Chantal Creusot, Mai en
automne, Zulma 2012 et Zulma Poche 16 janvier 2014.
Nous sommes en Normandie.
Années d’entre-deux guerres, de seconde guerre mondiale, puis années 50. Voilà
pour l’arrière-plan, géographique et temporel. Dans Mai en automne,
sur près de quatre-cents pages, nous sommes au cœur des relations humaines et
des rapports sociaux, dans un monde provincial où les femmes sont tributaires
d’un héritage culturel, familial, civilisationnel. Elles sont filles, puis
épouses, puis mères. Elles s’ennuient ou se découvrent. Dans le roman de
Chantal Creusot, les figures féminines charpentent un univers codé selon les
modes du temps, dans lequel tout lecteur saura identifier des constantes
intemporelles.
Les classes sociales sont
bien délimitées : d’un côté les avocats, les médecins, un procureur, une
libraire ; de l’autre, le monde des champs, les fermiers aisés, les
servantes. Une société provinciale qui rappelle Flaubert, Chabrol, Les
Dames de la Côte, et que Chantal Creusot met en scène au cours de dîners,
de festins de mariages, de baptêmes et d’obsèques. Mais l’intérêt du roman est
ailleurs que dans la description des scènes de genre. Il y a dans ces pages une
mise à nue sensible de ce que c’est qu’être une femme (une fille, une mère, une
épouse) qui dépasse le cadre des années charnières du siècle dernier.
Marie, la servante de
ferme, se laisse prendre par un soldat allemand, se laisse tondre à la
Libération, met au monde un fils. Marie est la figure-miroir de toutes les
femmes du roman : simplette, traversant l’existence sans y comprendre
rien, elle met en lumière les agissements et réactions des autres personnages.
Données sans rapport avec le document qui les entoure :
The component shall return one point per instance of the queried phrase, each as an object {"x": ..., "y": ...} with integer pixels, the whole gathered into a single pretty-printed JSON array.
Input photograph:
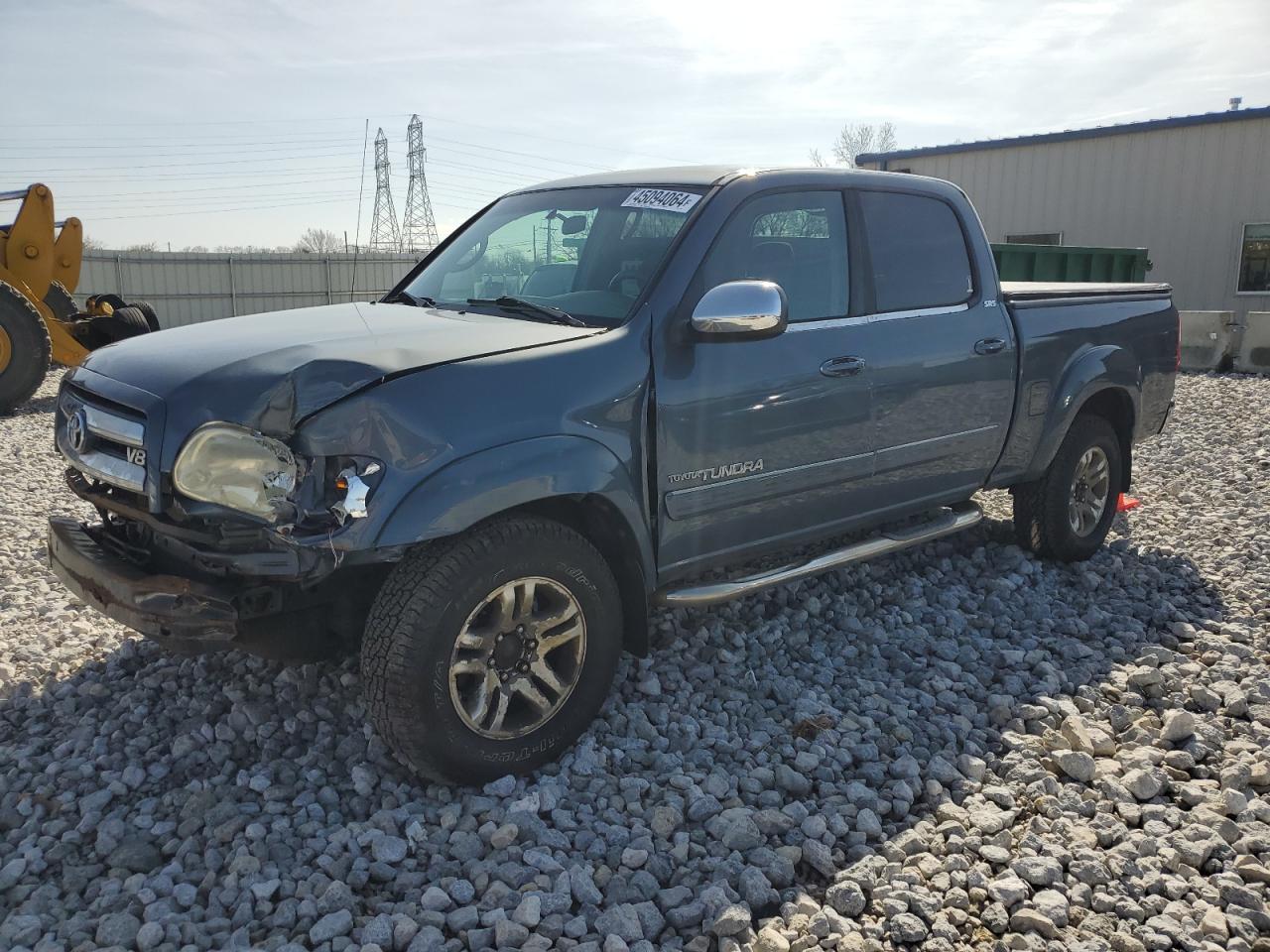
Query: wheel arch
[
  {"x": 572, "y": 480},
  {"x": 1103, "y": 381}
]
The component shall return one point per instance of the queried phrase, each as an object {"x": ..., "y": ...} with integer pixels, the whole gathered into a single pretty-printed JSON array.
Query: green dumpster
[{"x": 1070, "y": 263}]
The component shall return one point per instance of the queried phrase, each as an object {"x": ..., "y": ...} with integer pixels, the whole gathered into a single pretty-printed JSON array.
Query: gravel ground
[{"x": 952, "y": 748}]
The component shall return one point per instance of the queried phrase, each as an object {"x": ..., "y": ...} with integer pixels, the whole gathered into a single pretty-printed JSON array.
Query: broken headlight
[{"x": 238, "y": 468}]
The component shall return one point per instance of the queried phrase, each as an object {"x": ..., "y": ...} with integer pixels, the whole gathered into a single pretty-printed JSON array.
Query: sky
[{"x": 243, "y": 122}]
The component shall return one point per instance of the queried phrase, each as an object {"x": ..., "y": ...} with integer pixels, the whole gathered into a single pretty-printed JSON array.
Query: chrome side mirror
[{"x": 740, "y": 308}]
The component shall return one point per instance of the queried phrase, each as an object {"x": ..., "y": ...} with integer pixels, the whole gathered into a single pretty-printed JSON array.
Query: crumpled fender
[
  {"x": 476, "y": 486},
  {"x": 1097, "y": 368}
]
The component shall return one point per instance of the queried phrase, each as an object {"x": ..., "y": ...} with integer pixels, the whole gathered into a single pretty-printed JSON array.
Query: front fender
[
  {"x": 494, "y": 480},
  {"x": 1105, "y": 367}
]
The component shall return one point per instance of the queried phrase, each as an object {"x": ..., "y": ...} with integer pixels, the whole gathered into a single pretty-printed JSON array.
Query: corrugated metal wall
[
  {"x": 1185, "y": 193},
  {"x": 189, "y": 289}
]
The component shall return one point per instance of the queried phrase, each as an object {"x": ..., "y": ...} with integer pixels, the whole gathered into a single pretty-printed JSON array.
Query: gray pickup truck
[{"x": 595, "y": 395}]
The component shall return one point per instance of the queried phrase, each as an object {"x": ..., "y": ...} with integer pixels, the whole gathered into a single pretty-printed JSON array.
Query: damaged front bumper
[{"x": 166, "y": 607}]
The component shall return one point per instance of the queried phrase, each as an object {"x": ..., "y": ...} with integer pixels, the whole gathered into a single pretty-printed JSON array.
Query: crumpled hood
[{"x": 270, "y": 371}]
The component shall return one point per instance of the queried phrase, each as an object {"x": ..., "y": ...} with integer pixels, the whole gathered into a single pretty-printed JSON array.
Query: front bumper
[{"x": 167, "y": 607}]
Ceux de Solange, l’épouse aimée puis ignorée, mère elle aussi d’un petit garçon
qu’elle élève loin de la ville après son veuvage ; Solange, qui se
« laisse aller », qui ne tient pas sa maison. Ceux de sa sœur
Michelle qui s’obstine dans son engagement communiste en se demandant si elle
ne passe pas à côté de la vie. Ceux de Marianne qui s’étourdit de sexe pour
provoquer son père. Solange, Michelle et Marianne, les trois amies d’enfance,
appartiennent à la même génération que la servante Marie.
La force de ce roman
réside avant tout dans les correspondances qui se font jour entre les
générations. Ainsi Lucile, la mère de Marianne, sort-elle de sa torpeur au
lendemain du double deuil qui la frappe – qui la frappe comme une gifle, et
finalement la délivre. Elle change de coiffure, apprend à conduire, va visiter
le monde. Ainsi Paule, la belle-mère de Lucile, décide-t-elle de réaliser seule
le voyage qu’elle avait prévu de faire avec son époux mort trop tôt. L’une
reviendra, l’autre pas. Ainsi la veuve Laloy, la fermière, qui va prendre en
charge Julien, le fils de sa servante Marie.
Toutes les figures
féminines de ce roman tissent une trame doucement tragique, d’une vérité
psychologique éblouissante. Le personnage d’Hélène, épouse du Procureur,
apparemment libérée des entraves du qu’en-dira-t-on, volage assumée, est sur ce
point exemplaire. L’amour, plus que la passion, la haine ou l’indifférence, est
le ressort de toute vie.
Mai en automne, premier roman de Chantal Creusot, est un texte
magistral, à la construction spiralée. Un texte pensé, intelligent, sensible.
Et bouleversant. On n’oubliera pas de sitôt l’image du petit Julien, dédaigné
par les enfants de son âge, et qui, pour être admis au sein du groupe, accepte
ingénument d’être le possible héros d’un jeu cruel.